他の男子なら、こんなソーダ水が弾けるような気持ちにはならない。
冗談で済まない軽口というものはあるので、絶対に言えやしないけど。
勝ち負けに関して今は保留、こんなことで勝っても仕方ない。
「お待たせ」
沸いた湯を注いで三分、熱を持った華やかな香りは先程よりもずっと濃くなっていた。
二人分のカップで踊る湯気から、部屋の空気をほのかに色づけるような存在感に。
二人掛けの白いソファーで瞼を伏せかけていた彼は私が声をかけるまで気付かなかったらしく、その肩が小さく跳ねた。
私も腰を下ろすと、ゆったり受け止めるように沈み込む。
「ありがとう、いただくよ……」
大きめの一口で紅茶を飲み込んだ彼の喉が動く。
さすがに少し熱かったのと苦しかったようで、ぷはっと一息。
それはまるで、やっと呼吸ができたみたいな響きだった。
モヤモヤした時って、どうやって解消すれば良いんだろう。
ただスカッとしたいならカラオケで大きい声出すとか、ゲームセンターでゾンビを撃つとか。
でも暗くて狭いカラオケ部屋だとまた嫌なこと思い出しそうだし、ゲームセンターもうるさくて落ち着かないだろうし。
この場合は癒してあげるのが正しい、それなら?
ああ、一つ思いついてしまったことがある。
手は繋いだけど、段階的に早いかな。
いやでも、これだけ心が弱ってるなら緊急事態と言えるかもしれない。
「ねぇ、ラクにしたら?」
「いや、してるって……紅茶のおかげ」
「それじゃ、飲み終わったのならカップ置いて」
「ん?」
私の意図が分からないまま彼は意外と素直に従い、カップがテーブの上で鈍い音を立てて着地する。

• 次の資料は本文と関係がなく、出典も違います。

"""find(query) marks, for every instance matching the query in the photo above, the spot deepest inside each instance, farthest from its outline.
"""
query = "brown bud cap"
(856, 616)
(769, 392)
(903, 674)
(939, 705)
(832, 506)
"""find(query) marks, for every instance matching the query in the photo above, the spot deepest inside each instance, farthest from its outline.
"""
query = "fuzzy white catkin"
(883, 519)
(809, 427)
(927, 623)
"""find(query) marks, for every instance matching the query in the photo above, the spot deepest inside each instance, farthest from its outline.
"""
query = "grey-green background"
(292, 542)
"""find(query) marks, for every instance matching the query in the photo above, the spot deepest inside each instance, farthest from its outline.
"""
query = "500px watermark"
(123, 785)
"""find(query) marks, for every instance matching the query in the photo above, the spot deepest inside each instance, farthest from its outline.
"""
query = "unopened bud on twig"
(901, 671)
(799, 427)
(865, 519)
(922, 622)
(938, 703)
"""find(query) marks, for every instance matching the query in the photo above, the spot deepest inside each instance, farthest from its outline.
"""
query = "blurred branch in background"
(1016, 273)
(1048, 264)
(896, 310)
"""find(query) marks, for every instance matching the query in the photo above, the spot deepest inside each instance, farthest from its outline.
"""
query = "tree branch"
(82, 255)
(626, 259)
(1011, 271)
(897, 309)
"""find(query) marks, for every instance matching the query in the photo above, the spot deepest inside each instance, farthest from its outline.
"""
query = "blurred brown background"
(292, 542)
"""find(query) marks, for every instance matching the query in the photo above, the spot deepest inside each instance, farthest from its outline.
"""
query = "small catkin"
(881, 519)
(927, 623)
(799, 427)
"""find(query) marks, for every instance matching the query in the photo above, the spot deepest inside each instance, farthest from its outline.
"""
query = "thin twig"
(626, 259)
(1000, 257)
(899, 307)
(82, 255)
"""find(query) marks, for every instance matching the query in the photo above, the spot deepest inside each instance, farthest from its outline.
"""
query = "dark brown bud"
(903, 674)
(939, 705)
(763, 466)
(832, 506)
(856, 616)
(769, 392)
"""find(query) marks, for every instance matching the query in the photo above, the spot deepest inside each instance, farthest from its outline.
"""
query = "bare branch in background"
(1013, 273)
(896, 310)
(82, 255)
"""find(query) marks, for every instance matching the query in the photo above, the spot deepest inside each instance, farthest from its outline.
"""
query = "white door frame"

訝しみながら再び座ったところで彼の上半身をこちらに引き倒し、デニムのロングスカートの太ももへ頭を載せさせた。
そう、いわゆる膝枕の体勢。
「え……な、ぁ……っ?」
「……おねがい、遠慮だけなら断らないで。恥ずかしいから」
彼はすぐに身を起こそうとしたのは当然の話。
でも私がそう切実に告げると、戸惑いながらも大人しくなった。
ここまでしておきながら何だけど、仰向けは下からの直視に耐えられない。
引っくり返してうつ伏せにさせからの横向き寝、彼の背中がこちらを向く。
うん、顔が見えなければ不思議と平気だ。
小学校で飼ってたうさぎのことを思い出す。うさぎは警戒心が強いと聞くけど、私がしゃがみ込むと膝に寄って来てくれる子が居た。
「……あの時ね、閉じ込められたのが私一人じゃなくて良かったって思ってるよ」
子供を寝かしつけるリズム、彼の背を優しく叩き始めた。